Annie suffers her hardships with stoic good grace but never accepts second-class status — she believes in herself, is willing to stick up for herself, is capable of defending herself and others if they’re physically assaulted, and has an unshakeable spirit of personal honor and generosity.

Although the strip began in the mid 1920s, Annie would in time come to be seen as the personification of the decency and grit that got America through the Great Depression, and she is certainly one of the most powerful female icons in all of American art, a successor to Dorothy Gale and precursor to Velvet Brown.


I’m still working my way through the early years of the strip, which concentrate on Annie’s Dickensian travails as an orphan.  Eventually she will find a powerful mentor and patron in Daddy Warbucks and go off on exotic adventures, carrying her heroic virtues into the wide world.
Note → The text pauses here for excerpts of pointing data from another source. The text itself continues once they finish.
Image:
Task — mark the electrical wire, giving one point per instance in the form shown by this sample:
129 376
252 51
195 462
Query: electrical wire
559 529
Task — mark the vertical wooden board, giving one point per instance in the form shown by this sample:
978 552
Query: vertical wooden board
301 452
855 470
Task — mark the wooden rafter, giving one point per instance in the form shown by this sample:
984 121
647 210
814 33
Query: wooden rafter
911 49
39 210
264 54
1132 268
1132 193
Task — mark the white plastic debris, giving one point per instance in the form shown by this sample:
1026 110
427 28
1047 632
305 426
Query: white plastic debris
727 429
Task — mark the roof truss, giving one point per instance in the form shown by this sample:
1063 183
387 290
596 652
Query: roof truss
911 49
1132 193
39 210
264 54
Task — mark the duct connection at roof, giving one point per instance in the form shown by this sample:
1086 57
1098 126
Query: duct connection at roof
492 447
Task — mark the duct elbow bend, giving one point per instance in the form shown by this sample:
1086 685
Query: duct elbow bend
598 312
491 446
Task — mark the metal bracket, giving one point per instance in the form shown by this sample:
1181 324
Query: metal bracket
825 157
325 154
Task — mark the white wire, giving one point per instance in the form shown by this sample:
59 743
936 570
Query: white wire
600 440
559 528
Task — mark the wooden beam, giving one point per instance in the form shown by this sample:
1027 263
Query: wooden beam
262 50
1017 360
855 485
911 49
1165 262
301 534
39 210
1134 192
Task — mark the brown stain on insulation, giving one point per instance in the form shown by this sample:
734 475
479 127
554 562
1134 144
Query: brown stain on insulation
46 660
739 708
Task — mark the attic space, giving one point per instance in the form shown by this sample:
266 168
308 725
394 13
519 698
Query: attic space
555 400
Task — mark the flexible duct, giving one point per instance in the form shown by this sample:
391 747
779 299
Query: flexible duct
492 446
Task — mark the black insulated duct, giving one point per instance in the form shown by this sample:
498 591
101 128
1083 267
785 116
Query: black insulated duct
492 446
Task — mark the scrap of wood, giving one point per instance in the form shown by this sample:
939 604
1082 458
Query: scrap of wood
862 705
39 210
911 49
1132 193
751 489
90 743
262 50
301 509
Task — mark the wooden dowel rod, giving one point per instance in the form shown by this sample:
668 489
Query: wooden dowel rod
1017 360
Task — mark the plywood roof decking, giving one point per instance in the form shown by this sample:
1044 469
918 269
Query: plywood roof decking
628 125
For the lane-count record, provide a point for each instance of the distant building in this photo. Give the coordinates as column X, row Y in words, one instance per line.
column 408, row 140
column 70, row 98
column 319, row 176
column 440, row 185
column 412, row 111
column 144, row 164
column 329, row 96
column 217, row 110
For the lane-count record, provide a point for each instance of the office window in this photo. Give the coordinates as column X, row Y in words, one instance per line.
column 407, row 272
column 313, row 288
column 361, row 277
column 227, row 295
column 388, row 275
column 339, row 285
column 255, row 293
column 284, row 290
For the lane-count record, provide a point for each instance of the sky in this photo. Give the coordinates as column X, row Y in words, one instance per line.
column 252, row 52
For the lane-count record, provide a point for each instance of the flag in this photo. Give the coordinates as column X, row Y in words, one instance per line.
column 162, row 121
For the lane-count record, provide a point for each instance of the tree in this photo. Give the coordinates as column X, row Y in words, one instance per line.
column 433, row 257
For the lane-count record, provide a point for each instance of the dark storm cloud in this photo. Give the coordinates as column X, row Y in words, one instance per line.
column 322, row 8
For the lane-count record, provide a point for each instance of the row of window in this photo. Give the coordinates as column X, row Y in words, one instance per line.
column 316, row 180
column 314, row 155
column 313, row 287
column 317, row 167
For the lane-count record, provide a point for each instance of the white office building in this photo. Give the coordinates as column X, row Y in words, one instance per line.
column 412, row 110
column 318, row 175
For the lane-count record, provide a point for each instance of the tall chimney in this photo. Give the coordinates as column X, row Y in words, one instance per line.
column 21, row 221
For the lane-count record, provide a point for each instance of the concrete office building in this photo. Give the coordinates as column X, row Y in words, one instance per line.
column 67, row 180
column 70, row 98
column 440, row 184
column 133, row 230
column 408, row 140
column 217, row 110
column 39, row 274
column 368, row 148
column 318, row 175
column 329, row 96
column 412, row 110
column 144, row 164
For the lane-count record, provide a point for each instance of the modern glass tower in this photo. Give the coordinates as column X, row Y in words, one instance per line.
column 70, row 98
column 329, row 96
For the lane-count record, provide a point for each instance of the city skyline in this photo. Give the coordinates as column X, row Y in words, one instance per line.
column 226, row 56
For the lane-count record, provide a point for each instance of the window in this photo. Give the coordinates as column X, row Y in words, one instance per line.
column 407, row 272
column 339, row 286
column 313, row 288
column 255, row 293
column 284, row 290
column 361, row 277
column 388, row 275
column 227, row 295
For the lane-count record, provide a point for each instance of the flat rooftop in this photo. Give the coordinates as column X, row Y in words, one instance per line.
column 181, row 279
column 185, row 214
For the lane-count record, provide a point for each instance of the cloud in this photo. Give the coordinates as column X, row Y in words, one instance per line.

Heroic as she is, however, she’s also unassuming and funny, with a wry perspective on things, a distinctly American sort of hero — but always a girl to keep your eye on, a girl to rely on when the going gets tough.


  1. Velvet Brown was in fact a British character, the heroine of Enid Bagnold’s wonderful, gritty novel “National Velvet” (1935). Just sayin.’

    • She became a female American icon when Elizabeth Taylor played her in a Hollywood movie. There is no doubt in my mind that Little Orphan Annie paved the way for her, as she did for Garland’s Dorothy, at MGM and with the public at large.